Here, we used an integrative approach to understand NSCLC heterogeneity, combining scRNA-seq from patients with LUAD and LUSC at multiple tumor stages, as well as public bulk RNA-seq, whole-genome sequencing (WGS), and ATAC-seq datasets. Our scRNA-seq identified various cell types known to be present in lung cancer, including type II alveolar cells (AT2), basal cells, and a variety of myeloid and lymphoid cells. We revealed distinct cellular compositions in major lung cancer subtypes and investigated identified poor-prognosis-related subgroups. Gene module analysis and overexpression experiments revealed several important genes that may play functional roles in the early stage of tumor progression or subclusters of AT2 and basal cells, paving the way for potential early-stage interventions against lung cancer.
Constructing a multi-omics atlas for LUAD and LUSC
To comprehensively interrogate the cell-type composition and transcriptional profiles of NSCLC, we generated a single-cell and multi-omics atlas for LUAD and LUSC. In total, 52 fresh surgical resections of lung tumor and adjacent tissues were obtained from 32 untreated patients at West China Hospital (WCH), including 11 paired primary and adjacent LUAD samples, 8 unpaired LUAD and 2 adjacent samples, and 9 paired primary and adjacent LUSC patients and 2 additional primary LUSC samples, in a total of 21 lung adenocarcinoma and 11 squamous carcinoma patients (Fig. 1a, b, Supplementary Fig. 1a, and Supplementary Table 1). To perform scRNA-seq, cells were dissociated, sorted for viability, and profiled using 10X Genomics protocol. A total of 220,716 cells passed the quality control, with 127,593 cells originated from tumor tissues, and 93,123 from corresponding adjacent lung tissues. In all, 17,277 genes were detected with 1424 genes per cell on average, highlighting the high quality of our dataset. We also integrated our previous datasets including whole-genome sequencing (WGS), ATAC-Seq, and bulk RNA sequencing from an independent cohort of 45 lung cancer patients (Fig. 1b) and 4 benign lung tumor patients.7 Taken together, we constructed a multi-omics atlas for LUAD and LUSC at both bulk and single-cell resolution.

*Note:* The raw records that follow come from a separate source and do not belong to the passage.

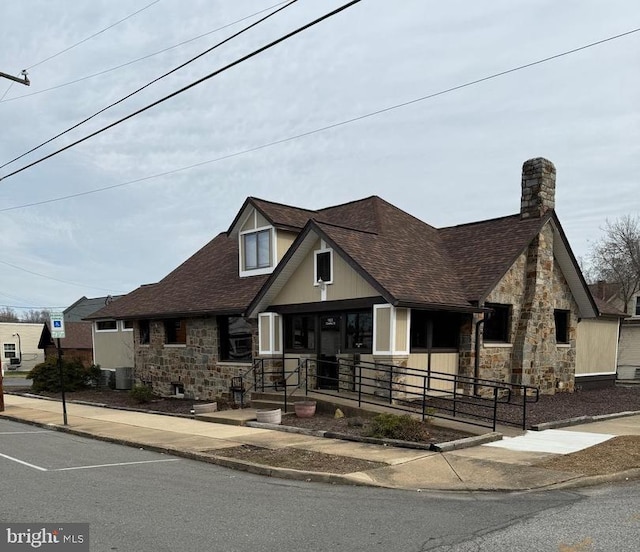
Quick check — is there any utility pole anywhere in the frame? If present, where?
[0,69,31,86]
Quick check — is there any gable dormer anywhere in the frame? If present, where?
[232,202,297,277]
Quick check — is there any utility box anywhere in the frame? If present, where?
[116,366,133,391]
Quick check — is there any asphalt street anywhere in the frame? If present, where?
[0,420,640,552]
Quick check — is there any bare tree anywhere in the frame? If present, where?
[20,309,49,324]
[0,307,19,322]
[589,215,640,308]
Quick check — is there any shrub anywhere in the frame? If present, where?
[369,414,430,442]
[27,357,100,393]
[129,385,154,403]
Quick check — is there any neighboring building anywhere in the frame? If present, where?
[38,320,93,367]
[89,159,617,398]
[0,322,44,371]
[589,282,640,380]
[40,295,133,370]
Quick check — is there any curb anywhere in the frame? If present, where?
[531,410,640,431]
[245,422,503,452]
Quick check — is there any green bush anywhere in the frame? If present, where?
[26,357,100,393]
[129,385,155,403]
[369,414,430,442]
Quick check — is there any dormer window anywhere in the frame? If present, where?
[242,229,271,270]
[314,249,333,285]
[240,228,275,276]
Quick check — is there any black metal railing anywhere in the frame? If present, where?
[302,359,539,431]
[230,357,304,412]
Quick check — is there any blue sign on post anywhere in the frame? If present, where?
[49,312,65,339]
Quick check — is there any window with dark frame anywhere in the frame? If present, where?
[344,310,373,353]
[316,251,331,282]
[242,229,271,270]
[138,320,151,345]
[482,303,511,343]
[410,309,462,352]
[164,318,187,345]
[218,316,253,362]
[284,314,316,351]
[553,309,569,344]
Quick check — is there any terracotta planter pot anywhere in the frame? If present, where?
[256,408,282,424]
[293,401,316,418]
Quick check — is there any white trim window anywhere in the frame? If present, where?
[240,227,274,276]
[313,247,333,286]
[96,320,118,332]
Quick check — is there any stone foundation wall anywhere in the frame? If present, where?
[134,318,257,400]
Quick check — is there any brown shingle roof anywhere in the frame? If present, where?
[439,213,551,302]
[90,196,580,319]
[89,233,266,319]
[317,197,469,307]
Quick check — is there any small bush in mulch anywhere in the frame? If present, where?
[368,414,430,442]
[26,358,101,393]
[129,385,155,404]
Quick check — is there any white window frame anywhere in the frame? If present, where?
[238,226,277,276]
[258,312,283,355]
[95,320,118,333]
[313,245,333,286]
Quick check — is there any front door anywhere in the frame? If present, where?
[318,314,341,389]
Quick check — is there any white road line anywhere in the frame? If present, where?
[51,458,180,471]
[0,452,49,471]
[0,430,53,435]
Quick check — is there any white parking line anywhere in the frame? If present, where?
[0,452,49,471]
[51,458,180,471]
[0,430,53,435]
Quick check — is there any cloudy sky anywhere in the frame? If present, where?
[0,0,640,308]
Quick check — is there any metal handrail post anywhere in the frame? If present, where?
[422,376,427,422]
[493,387,498,431]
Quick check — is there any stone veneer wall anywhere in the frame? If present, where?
[134,317,258,400]
[460,224,578,394]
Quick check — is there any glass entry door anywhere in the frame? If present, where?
[318,314,341,389]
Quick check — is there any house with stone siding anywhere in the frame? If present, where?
[87,158,618,399]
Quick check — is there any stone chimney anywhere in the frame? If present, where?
[520,157,556,219]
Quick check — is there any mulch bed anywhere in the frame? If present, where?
[211,445,386,474]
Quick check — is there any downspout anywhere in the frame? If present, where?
[473,317,485,396]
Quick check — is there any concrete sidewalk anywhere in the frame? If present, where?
[0,395,640,491]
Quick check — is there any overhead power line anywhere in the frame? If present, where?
[0,0,160,102]
[0,0,288,103]
[0,0,362,185]
[0,22,640,213]
[0,261,121,293]
[0,0,298,169]
[27,0,160,69]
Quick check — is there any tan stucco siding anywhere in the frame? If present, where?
[93,328,134,370]
[576,319,618,376]
[618,323,640,366]
[276,230,298,263]
[272,238,380,305]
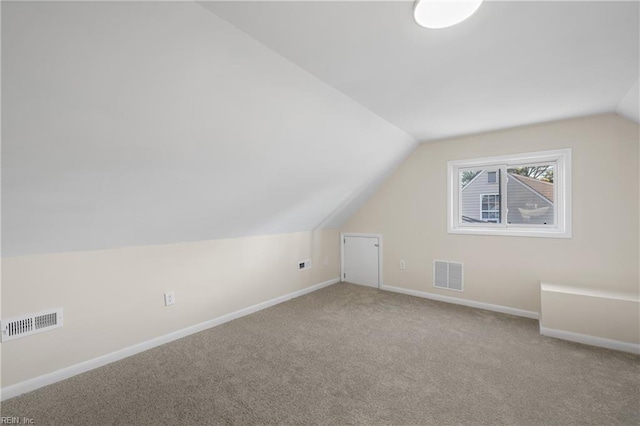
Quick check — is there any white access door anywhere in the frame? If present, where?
[342,235,380,288]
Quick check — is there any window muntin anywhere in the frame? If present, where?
[448,149,571,238]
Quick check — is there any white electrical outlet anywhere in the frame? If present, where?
[164,291,176,306]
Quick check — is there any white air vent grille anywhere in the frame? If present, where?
[2,308,62,342]
[298,259,311,271]
[433,260,464,291]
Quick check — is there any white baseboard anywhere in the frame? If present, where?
[0,278,340,401]
[380,285,540,319]
[540,327,640,355]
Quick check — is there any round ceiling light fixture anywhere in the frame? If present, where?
[413,0,482,29]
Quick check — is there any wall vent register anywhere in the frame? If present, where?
[433,260,464,291]
[0,308,62,342]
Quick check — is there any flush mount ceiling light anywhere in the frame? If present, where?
[413,0,482,29]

To define each cell type, we used Seurat8 and Harmony9 to process a total of 293,432 cells from ours and a previous study5 for quality control, normalization, batch effect correction, and clustering. All cells were visualized by Uniform Manifold Approximation and Projection (UMAP)10 and clustered to specific cell types based on the expression levels of signature genes with known populations11 and every sample showed differences in cell composition (Supplementary Fig. 1b). We identified 17 major cell populations across tumor and adjacent tissues in LUAD and LUSC (Fig. 1c, d and Supplementary Table 1), with an average of 5050 unique transcripts per cell type (Fig. 1e). All cell types were further validated and refined by SingleR12 (Supplementary Fig. 1c, d) and AUCell13 (Supplementary Fig. 1e). The classified cell populations could be divided into two groups, the non-immune cells, including basal cells (Basal), alveolar type II cells (AT2), alveolar type I cells (AT1), ciliated cells (Cilia), club cells (Club), endothelial cells (EC), fibroblasts (Fib), and neuroendocrine cells (NE). The remaining cells were nine immune cell populations comprising the tumor immune microenvironment, including B cells (B), CD4 + T cells (CD4), CD8 + T cells (CD8), dendritic cells (DC), granulocytes (Gran), mast cells (Mast), macrophages (Mφ), natural killer cells (NK), and regular T cells (Tregs) (Fig. 1f). Finally, we assigned each cell population to a tumor stage based on its originated patient categorized by the 8th edition of TNM classification of lung cancer.14 Cells from the early stage (stages I and II) accounted for 63.2% of the cells in LUAD, whereas ~87% of LUSC cells came from early-stage samples (Fig. 1g). Together, our scRNA-seq analyses uncovered multiple immune and non-immune cell types in both LUAD and LUSC, revealing intratumor heterogeneity and the tumor microenvironment in different subtypes of lung cancer.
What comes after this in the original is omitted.